Global markets rally on trade talk optimism, strong Chinese export data
The upbeat mood pushed investors away from safe-haven assets towards toward riskier currencies
London — Progress in the US-China trade talks helped propel world stock markets to a six-month high on Friday and steered investors away from save havens such as the Japanese yen.
In early European trades, the pan-region Euro Stoxx 50 futures, German DAX futures and London’s FTSE futures each rose about 0.1%.
US Treasury secretary Steven Mnuchin said he hoped US-China trade talks were approaching a final lap.
That, combined with strong Chinese export and euro zone industrial production data on Friday, has lifted global equities, bund yields and the euro.
The US Federal Reserve pausing its rate-tightening efforts and Britain delaying its exit from the EU has also helped lift the mood in equity markets.
“It seems like bullish sentiment has decent grip for now and everyone is focused on the year to date performance of the equity markets,” said Naeem Aslam, chief market analyst at TF Global Markets in London.
MSCI’s gauge of stocks across the globe gained 0.5%. The index is up nearly 15% for the year.
Investors this week will be scrutinising data — including Germany’s ZEW survey and Chinese GDP due on Wednesday — for signs of whether a global economic slowdown is turning around.
The optimism over progress in US-China trade negotiations pushed investors away from safe-haven assets such as the Swiss franc and toward riskier currencies.
The yen dropped towards its 2019 low on Monday and the Swiss franc hit its weakest in nearly a month.
The dollar also weakened slightly, allowing the euro to cement gains above $1.13.
Further spurring risk appetite, Reuters exclusively reported on Monday that US negotiators have tempered demands that China curb industrial subsidies as a condition for a trade deal after strong resistance from Beijing.
Equities and other risky assets have been volatile this year over worries of a slowdown in the US and other major economies.
The European Central Bank maintained its loose policy stance on Wednesday, highlighting threats to global growth.

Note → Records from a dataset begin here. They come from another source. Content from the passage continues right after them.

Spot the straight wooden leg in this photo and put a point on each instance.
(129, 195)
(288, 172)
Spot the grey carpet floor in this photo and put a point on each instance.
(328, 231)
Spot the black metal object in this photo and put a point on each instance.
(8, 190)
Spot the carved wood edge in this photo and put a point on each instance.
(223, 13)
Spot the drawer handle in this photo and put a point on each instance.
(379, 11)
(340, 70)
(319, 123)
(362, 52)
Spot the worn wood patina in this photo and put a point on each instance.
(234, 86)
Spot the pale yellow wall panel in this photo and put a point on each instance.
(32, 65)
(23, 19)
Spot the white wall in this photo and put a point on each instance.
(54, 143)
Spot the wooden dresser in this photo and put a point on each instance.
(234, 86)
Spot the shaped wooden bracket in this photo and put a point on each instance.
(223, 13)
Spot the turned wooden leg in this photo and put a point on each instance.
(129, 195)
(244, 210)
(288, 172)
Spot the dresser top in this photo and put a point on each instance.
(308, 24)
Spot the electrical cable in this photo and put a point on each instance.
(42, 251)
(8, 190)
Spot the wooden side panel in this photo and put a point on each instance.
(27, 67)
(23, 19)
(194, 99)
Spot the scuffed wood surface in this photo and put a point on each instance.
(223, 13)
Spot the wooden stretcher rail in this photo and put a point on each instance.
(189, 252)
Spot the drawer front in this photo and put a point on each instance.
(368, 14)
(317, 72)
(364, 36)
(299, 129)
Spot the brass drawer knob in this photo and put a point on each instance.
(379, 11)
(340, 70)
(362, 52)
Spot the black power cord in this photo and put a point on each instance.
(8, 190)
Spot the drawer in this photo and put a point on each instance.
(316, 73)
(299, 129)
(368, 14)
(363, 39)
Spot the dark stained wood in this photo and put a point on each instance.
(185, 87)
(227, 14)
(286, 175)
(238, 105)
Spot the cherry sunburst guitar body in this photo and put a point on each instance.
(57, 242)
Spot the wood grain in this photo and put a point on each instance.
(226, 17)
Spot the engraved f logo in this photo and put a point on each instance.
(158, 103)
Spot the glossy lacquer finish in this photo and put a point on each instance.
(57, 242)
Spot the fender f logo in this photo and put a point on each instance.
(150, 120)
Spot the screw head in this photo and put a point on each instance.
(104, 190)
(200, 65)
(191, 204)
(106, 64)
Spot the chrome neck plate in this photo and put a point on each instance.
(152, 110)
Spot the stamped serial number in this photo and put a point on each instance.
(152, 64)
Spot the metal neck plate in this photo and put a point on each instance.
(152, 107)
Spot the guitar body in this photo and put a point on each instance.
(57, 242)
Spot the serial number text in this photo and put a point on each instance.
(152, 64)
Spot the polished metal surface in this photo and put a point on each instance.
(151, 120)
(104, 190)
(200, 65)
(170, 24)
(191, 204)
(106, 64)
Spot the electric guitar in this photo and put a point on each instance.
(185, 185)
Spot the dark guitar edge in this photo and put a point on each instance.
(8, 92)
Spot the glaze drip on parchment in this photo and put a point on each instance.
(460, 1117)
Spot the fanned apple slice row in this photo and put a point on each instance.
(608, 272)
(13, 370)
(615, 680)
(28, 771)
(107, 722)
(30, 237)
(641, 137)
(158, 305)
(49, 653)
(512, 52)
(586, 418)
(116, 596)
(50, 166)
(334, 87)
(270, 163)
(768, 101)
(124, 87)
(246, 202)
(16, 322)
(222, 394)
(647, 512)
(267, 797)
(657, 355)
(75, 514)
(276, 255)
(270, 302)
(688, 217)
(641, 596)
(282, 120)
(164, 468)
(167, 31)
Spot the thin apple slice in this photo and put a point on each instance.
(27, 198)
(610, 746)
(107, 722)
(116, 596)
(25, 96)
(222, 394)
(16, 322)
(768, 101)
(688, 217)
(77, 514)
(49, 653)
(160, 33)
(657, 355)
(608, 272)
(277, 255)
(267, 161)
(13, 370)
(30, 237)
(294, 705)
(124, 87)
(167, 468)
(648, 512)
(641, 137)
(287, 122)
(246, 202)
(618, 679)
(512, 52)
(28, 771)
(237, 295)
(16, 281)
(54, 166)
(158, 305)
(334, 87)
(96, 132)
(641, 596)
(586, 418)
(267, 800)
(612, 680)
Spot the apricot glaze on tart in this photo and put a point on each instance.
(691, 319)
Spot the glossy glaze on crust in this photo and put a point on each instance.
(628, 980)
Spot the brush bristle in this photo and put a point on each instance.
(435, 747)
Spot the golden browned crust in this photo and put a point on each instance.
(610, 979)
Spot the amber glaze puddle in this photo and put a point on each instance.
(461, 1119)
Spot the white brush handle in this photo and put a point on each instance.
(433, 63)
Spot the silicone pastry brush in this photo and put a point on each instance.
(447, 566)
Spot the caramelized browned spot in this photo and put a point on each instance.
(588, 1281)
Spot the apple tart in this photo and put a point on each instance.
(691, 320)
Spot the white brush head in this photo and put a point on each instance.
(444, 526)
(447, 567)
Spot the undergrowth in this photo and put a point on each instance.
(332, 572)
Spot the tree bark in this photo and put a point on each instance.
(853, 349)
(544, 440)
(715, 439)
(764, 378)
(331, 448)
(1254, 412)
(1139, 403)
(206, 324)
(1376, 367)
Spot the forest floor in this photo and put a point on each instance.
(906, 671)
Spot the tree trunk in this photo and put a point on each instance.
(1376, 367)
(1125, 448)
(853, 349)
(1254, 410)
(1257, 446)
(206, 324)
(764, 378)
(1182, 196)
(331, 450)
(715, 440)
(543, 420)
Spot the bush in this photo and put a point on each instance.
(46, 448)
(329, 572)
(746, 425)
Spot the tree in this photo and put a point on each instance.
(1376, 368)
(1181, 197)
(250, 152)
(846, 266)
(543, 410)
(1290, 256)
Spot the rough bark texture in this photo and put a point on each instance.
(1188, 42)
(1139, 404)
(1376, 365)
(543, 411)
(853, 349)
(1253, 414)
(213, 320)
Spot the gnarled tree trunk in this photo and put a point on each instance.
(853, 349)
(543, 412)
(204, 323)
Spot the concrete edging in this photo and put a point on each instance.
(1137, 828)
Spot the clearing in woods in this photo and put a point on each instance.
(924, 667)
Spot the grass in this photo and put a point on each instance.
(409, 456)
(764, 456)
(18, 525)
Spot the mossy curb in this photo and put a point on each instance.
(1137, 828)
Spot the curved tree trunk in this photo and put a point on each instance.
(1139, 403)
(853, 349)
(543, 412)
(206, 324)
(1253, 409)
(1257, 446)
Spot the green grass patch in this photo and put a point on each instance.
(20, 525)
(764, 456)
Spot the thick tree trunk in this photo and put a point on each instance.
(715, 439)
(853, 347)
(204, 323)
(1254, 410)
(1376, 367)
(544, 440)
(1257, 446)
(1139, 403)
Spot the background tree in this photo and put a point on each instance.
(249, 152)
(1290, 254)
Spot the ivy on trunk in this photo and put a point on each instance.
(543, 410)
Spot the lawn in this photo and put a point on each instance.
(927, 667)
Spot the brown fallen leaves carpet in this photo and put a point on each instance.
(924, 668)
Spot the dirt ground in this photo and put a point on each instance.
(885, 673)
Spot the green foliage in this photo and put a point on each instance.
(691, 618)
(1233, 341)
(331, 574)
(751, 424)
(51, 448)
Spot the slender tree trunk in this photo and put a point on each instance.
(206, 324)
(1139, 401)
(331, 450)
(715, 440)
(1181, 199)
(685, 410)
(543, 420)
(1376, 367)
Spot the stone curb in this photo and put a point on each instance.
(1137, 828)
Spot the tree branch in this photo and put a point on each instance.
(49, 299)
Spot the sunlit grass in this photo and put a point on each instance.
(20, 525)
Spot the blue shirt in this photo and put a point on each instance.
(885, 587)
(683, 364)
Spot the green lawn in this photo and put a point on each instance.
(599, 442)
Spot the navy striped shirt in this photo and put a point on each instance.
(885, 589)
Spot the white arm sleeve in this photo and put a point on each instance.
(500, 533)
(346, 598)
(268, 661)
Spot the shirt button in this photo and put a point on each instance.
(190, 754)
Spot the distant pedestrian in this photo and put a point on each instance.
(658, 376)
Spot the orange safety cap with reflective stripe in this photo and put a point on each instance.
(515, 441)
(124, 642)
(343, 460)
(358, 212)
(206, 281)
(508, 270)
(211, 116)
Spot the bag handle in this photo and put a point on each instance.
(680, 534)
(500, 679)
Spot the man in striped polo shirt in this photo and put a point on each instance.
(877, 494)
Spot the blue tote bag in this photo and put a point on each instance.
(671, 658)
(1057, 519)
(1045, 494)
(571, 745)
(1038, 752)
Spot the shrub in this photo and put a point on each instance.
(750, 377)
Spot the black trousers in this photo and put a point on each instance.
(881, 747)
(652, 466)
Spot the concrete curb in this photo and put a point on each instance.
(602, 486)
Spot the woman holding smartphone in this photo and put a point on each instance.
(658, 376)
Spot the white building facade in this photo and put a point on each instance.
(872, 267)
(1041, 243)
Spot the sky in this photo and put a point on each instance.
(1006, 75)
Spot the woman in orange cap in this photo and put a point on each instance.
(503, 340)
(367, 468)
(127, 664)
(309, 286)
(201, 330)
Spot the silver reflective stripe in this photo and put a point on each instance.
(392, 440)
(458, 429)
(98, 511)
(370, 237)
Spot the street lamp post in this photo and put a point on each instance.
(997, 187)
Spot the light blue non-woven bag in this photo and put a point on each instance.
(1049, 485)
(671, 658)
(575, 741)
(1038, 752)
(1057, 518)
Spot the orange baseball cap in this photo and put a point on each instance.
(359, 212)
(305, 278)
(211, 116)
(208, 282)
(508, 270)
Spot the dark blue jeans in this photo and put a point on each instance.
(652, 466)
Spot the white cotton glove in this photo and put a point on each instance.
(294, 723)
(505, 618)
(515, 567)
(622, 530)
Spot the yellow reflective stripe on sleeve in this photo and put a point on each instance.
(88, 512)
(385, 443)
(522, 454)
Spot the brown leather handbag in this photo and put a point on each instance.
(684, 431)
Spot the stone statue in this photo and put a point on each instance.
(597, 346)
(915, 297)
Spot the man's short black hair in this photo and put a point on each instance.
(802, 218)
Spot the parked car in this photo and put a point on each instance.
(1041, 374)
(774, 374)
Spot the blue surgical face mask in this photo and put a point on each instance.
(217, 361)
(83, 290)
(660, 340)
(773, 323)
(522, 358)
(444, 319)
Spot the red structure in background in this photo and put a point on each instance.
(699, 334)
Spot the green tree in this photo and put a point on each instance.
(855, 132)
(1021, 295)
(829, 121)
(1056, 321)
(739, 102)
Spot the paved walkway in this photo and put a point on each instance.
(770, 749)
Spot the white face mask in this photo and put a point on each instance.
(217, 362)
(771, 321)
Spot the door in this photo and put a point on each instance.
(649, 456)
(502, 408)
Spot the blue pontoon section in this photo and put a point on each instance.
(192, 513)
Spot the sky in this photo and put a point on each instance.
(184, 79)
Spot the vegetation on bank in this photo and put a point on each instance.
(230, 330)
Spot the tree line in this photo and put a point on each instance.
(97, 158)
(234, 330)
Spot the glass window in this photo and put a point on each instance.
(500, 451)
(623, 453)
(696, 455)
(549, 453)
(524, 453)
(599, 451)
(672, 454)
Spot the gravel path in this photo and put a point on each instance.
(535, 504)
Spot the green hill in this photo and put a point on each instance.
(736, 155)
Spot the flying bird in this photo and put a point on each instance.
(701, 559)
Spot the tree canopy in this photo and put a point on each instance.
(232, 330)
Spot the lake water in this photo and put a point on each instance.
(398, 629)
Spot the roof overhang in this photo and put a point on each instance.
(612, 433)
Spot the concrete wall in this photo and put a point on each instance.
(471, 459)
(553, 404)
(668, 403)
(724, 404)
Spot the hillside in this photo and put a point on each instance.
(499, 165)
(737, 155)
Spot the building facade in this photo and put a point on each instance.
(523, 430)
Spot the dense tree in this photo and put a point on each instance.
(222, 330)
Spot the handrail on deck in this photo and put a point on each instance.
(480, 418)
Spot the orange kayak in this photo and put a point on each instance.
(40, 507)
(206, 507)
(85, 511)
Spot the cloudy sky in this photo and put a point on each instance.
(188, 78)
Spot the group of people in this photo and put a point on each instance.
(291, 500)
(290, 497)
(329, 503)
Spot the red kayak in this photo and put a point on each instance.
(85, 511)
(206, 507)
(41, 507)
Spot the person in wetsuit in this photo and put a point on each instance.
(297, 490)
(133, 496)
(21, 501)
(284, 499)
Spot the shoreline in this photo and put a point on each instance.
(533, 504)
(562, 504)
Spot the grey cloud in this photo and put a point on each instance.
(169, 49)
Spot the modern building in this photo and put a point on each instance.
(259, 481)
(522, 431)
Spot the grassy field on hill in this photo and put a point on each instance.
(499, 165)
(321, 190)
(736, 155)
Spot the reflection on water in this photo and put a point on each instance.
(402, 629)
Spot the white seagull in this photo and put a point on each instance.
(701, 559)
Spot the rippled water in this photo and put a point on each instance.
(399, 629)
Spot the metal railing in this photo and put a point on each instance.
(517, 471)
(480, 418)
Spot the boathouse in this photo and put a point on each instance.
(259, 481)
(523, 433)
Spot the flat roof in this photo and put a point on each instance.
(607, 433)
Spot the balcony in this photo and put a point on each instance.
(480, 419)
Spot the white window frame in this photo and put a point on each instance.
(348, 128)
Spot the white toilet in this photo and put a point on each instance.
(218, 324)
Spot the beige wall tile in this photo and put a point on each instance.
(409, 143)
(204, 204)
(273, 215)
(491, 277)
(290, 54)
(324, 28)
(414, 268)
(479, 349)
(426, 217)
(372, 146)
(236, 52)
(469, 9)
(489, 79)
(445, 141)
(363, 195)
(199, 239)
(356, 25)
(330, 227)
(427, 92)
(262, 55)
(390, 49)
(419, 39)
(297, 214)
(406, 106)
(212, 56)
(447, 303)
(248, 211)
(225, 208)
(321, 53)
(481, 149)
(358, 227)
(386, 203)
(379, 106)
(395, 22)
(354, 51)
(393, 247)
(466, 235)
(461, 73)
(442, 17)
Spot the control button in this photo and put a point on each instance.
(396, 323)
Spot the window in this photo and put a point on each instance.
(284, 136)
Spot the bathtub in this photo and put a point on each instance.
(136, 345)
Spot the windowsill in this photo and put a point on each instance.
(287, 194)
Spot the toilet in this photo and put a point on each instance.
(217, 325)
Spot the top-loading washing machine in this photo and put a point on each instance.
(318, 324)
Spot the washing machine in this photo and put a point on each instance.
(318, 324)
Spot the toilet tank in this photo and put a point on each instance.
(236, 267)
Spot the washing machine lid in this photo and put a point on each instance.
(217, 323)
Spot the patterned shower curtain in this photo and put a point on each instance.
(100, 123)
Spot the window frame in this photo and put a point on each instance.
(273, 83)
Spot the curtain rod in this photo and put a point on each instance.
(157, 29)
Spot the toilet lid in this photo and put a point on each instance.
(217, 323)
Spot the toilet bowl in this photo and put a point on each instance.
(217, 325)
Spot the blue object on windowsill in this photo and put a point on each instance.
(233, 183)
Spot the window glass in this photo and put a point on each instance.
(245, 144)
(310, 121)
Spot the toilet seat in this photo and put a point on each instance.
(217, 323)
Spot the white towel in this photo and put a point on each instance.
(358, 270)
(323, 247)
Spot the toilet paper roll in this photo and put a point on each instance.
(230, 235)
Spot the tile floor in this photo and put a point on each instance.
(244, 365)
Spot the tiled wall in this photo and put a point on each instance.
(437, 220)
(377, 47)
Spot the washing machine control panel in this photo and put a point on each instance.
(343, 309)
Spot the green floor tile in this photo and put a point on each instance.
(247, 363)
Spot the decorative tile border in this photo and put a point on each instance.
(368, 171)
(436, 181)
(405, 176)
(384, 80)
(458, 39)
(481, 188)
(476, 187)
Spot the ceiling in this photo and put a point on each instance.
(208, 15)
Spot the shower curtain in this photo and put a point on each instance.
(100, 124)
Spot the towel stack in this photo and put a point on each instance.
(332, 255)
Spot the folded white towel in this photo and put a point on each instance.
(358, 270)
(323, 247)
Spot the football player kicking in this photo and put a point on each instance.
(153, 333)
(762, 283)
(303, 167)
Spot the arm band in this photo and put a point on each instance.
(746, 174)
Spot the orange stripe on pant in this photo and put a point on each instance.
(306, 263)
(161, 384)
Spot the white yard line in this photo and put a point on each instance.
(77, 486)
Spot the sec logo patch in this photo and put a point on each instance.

“The market is bearish Europe. Not enough growth, not enough inflation, too much fiscal inaction and too much ECB dithering for some people’s taste,” said Société Générale analyst Kit Juckes.
In commodities, oil provided big milestones last week, with Brent breaking through the $70 threshold and the US benchmark posting six straight weeks of gains for the first time since early 2016.
Brent crude oil futures was last off 23c at $71.32 while crude futures, the US benchmark, eased 33c to $63.56.